NO! We are not loving every minute. And thats OK!

Are you loving every minute? (Following on from my 'Is she good' blog) Have you ever been asked this? It is a very loaded question with a heavy implication that perhaps you should be. I have been a parent for almost three and a half years, I assure you I am definitely NOT an expert. I am learning every day, getting things wrong and getting things right…cherishing every little win! In this time, however, I have spoken to a lot of mums (and a few Dads); I feel very fortunate to have a very honest and 'real' bunch of mum friends, we never pretend everything is shiny and perfect! It is my honest belief that the majority of parents out there are not 'loving every minute'. But that by no means means we don't totally love being parents.





There are a million different types of parents out there, but whichever way you choose to parent there is one thing we all have in common: it’s tough. Don't get me wrong, I adore being a parent, it has shown me a level of happiness I never knew existed. It is full of incredible, beautiful and rewarding moments that I wouldn't trade for the world. It is a wonderful gift not to be taken for granted. But that doesn't mean it isn’t hard – testing your boundaries daily and pushing you to your absolute limits. So rest assured, if you're having a tough day, you are not alone. Every parent out there, at times, is struggling too. Even the ones that look like they've totally got their shit together, the ones who's perfect child (out in public) makes yours look like a feral beast, the ones who have managed to implement the perfect routine who's life seems to work like clockwork, the ones with immaculate hair and makeup, the ones that have stopped brushing their hair altogether, the ones with the most gentle approach to parenting, the baby wearers, the bottle feeders, the stay at home mum, the work at home mum, the ones who have gone back to work full time... I have met all of the above and I can tell you all of them, at points, totally lose their shit!

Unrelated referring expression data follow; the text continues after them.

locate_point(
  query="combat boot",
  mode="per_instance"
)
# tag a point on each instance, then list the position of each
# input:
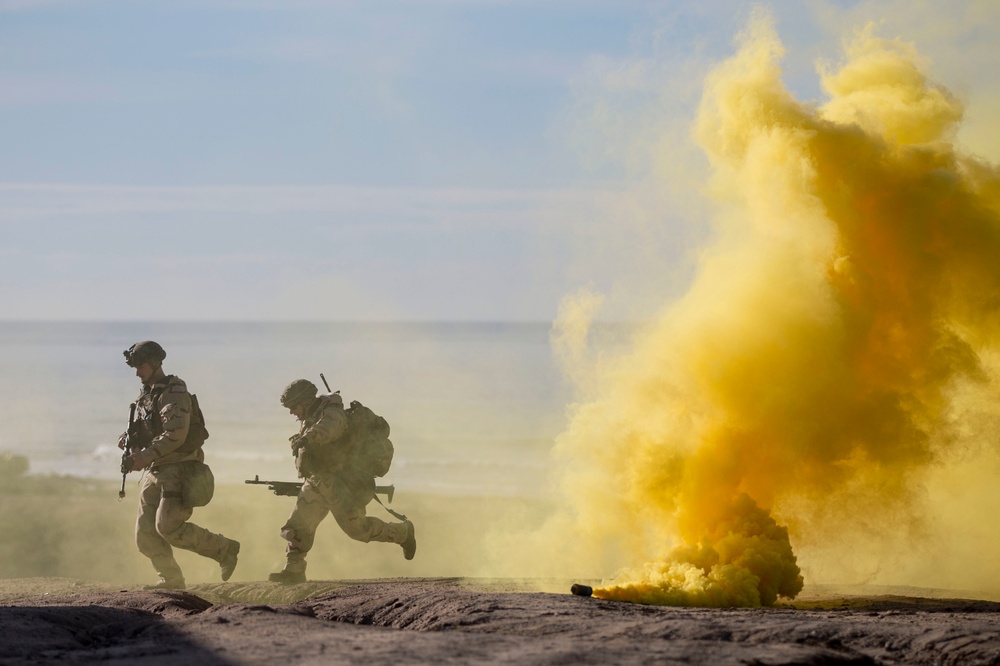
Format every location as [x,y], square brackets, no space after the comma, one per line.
[228,559]
[287,577]
[410,545]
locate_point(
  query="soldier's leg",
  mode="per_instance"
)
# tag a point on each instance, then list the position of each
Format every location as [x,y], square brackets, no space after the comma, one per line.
[300,528]
[172,520]
[150,542]
[362,527]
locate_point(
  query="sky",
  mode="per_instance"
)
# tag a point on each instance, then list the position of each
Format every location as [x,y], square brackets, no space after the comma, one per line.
[389,160]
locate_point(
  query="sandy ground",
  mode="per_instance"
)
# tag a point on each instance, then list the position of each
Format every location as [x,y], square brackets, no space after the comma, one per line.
[463,620]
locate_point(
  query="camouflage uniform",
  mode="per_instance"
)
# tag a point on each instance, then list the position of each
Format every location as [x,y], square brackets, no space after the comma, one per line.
[163,411]
[330,486]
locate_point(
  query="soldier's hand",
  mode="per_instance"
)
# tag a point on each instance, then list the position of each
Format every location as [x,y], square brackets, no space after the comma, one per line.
[297,442]
[138,461]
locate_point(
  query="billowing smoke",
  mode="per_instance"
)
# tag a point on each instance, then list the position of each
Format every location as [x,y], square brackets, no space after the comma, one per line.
[809,381]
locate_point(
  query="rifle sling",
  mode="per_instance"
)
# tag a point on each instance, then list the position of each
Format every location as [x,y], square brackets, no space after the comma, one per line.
[394,513]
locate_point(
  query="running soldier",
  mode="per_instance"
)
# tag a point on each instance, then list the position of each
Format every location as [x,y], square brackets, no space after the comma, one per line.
[170,432]
[331,483]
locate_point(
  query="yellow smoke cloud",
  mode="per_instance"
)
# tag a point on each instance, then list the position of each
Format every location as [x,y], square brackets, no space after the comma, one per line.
[811,373]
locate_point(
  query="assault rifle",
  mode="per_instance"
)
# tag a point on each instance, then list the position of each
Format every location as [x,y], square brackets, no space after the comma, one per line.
[127,447]
[291,488]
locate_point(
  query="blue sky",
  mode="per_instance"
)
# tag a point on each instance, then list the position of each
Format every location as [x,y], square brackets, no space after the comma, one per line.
[418,159]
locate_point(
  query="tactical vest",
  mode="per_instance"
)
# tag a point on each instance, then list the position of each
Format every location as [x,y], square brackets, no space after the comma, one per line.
[153,425]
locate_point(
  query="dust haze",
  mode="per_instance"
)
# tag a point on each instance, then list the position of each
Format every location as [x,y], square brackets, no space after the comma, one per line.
[819,406]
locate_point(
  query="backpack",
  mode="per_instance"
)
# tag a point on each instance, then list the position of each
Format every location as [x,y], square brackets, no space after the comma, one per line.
[368,435]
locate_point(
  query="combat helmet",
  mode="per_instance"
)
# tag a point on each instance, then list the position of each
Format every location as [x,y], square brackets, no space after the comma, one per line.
[146,351]
[299,393]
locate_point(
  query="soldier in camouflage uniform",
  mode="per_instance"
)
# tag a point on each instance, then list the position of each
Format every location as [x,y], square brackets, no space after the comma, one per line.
[330,483]
[171,446]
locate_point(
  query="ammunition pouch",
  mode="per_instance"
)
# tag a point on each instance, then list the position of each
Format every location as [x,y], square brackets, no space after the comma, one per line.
[198,484]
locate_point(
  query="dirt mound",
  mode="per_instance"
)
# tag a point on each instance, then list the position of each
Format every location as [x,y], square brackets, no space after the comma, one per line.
[432,621]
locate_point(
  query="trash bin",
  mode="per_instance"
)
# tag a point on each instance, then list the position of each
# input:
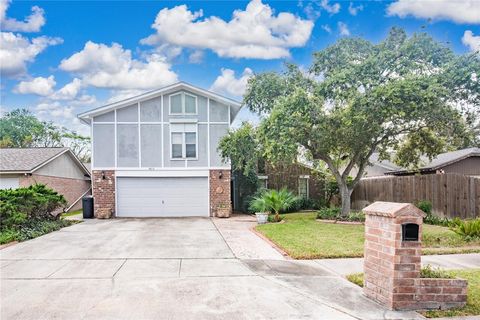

My experience of parenting is that it makes every single thing in your life just that much harder, but at the same time more magical and rewarding than ever before. Something as simple as a trip to the shop to pick up some milk. Pre-kids, a real non event. Now there's two other people to get ready, shoes on, load them up drag them out. One might decide they don't want to go, the other decides that the second you walk out the door is the perfect time for an explosive dump! Getting out of the front door has now taken twice as long as the entire trip pre-kids, where once you'd already be back home sipping tea, you're now arguing with a toddler with poo smeared up your arm considering whether to give up on the milk and just give the toddler bread and butter for breakfast again! But then something magical happens, maybe its the baby giving you a big old smile, the toddler helping with the shopping or kindly greeting a stranger, and you realise 'yes, this is hard, but I wouldn't have it any other way'. Obviously it lasts mere seconds before the carnage is once again resumed, but in that split second it all seems worth it.